In der Region Lenzburg ticken die Uhren anders. Bei den alteingesessenen Familien besucht der Samichlaus die Kinder nicht am 6. Dezember, sondern am zweiten Donnerstag im Dezember.
Traditionen werden an diesem Tag hochgehalten. Im Bezirkshauptort findet der Chlausmärt statt und die Stadtregierung lädt die Gemeindeammänner und -schreiber zusammen mit den Gerichtspräsidenten auf den frühen Nachmittag zur ebenso traditionsgemässen Zusammenkunft ins Burghaldenhaus ein. «Hier können wir den persönlichen Austausch unbelastet von der Politik pflegen», gab Stadtammann Daniel Mosimann zur Begrüssung bekannt.
Dohlen konzertierten mit
Zur Vorstellung des diesjährigen Gastreferenten Peter Jud, des Geschäftsführers der Stiftung Schloss Lenzburg, lieferte Alt-Lehrer Mosimann einen kurzen historischen Abriss der Geschichte des Lenzburger Wahrzeichens.
Begründet im 11. Jahrhundert von den Grafen von Lenzburg, während 300 Jahren Sitz der Berner Landvögte, zählte die Lenzburg während der Zeit in Privatbesitz in den letzten beiden Jahrhunderten etliche prominente Bewohner.

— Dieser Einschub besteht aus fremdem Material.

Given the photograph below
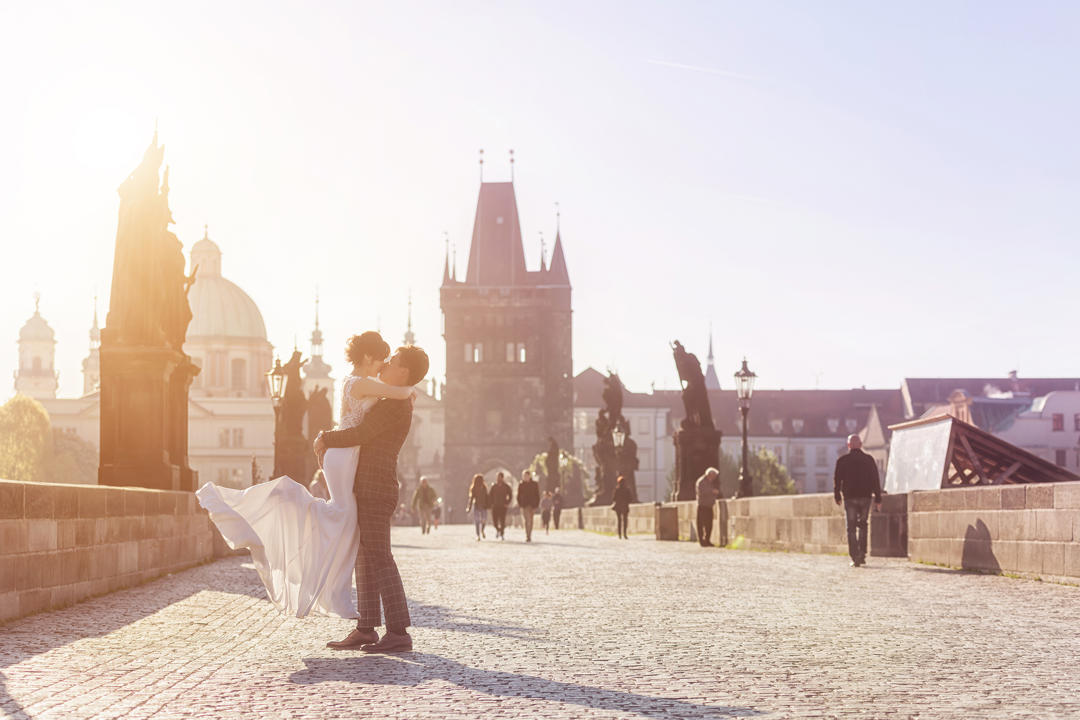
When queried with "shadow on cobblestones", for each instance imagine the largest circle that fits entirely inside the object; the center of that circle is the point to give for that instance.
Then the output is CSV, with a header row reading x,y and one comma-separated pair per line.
x,y
414,668
433,615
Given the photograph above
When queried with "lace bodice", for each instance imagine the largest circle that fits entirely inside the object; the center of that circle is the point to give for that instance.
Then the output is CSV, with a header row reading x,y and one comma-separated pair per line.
x,y
352,409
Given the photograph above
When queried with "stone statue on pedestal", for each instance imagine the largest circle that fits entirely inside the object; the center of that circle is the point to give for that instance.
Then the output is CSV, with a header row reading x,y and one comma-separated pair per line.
x,y
697,440
612,461
145,372
554,479
291,447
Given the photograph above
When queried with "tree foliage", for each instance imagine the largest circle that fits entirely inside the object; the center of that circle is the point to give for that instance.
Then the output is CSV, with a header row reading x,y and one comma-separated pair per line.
x,y
72,459
25,439
34,451
768,475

Mosimann erwähnte insbesondere den Dichter Frank Wedekind, der auch drunten im Städtchen mit seinen Streichen und Avancen bei der holden Weiblichkeit für Furore sorgte.
Seit rund 20 Jahren lebt Peter Jud auf Schloss Lenzburg. Als «höchster Lenzburger» hat er in dieser Zeit viel erlebt. In launigen Worten liess er die Ammänner und Kanzler an verschiedenen Episoden teilhaben, die er in dieser Phase als Schlosswart erlebt hatte.
Schritte im leeren Schloss sorgten am Anfang für unruhige Nächte. Noch sind nicht alle Geheimnisse gelüftet. Jud: «Es gibt Geräusche, die man nicht erklären kann.» Inzwischen hat er sich an vieles gewohnt und auch «das Auge für das Wetter geschärft». Fast 100 Meter über dem Talboden ist die meteorologische Situation ganz speziell und so hat Jud einmal eine Braut dank seinen Warnungen vor einer Regendusche bewahrt.
Tiefschläge wie ein Blitzeinschlag während einer Hochzeitsfeier oder uneinsichtige Eventausrichter werden aufgewogen durch rührige Tiergeschichten wie die wundersame Rettung eines im Rittersaal verirrten Mauerseglers oder das Einstimmen der Dohlen in ein Klassikkonzert.
Zur Tradition der Chlausmärt-Zusammenkunft gehört der anschliessende Apéro in der «Satteltasche» und das gruppenweise Ausschwärmen in Restaurants der Region.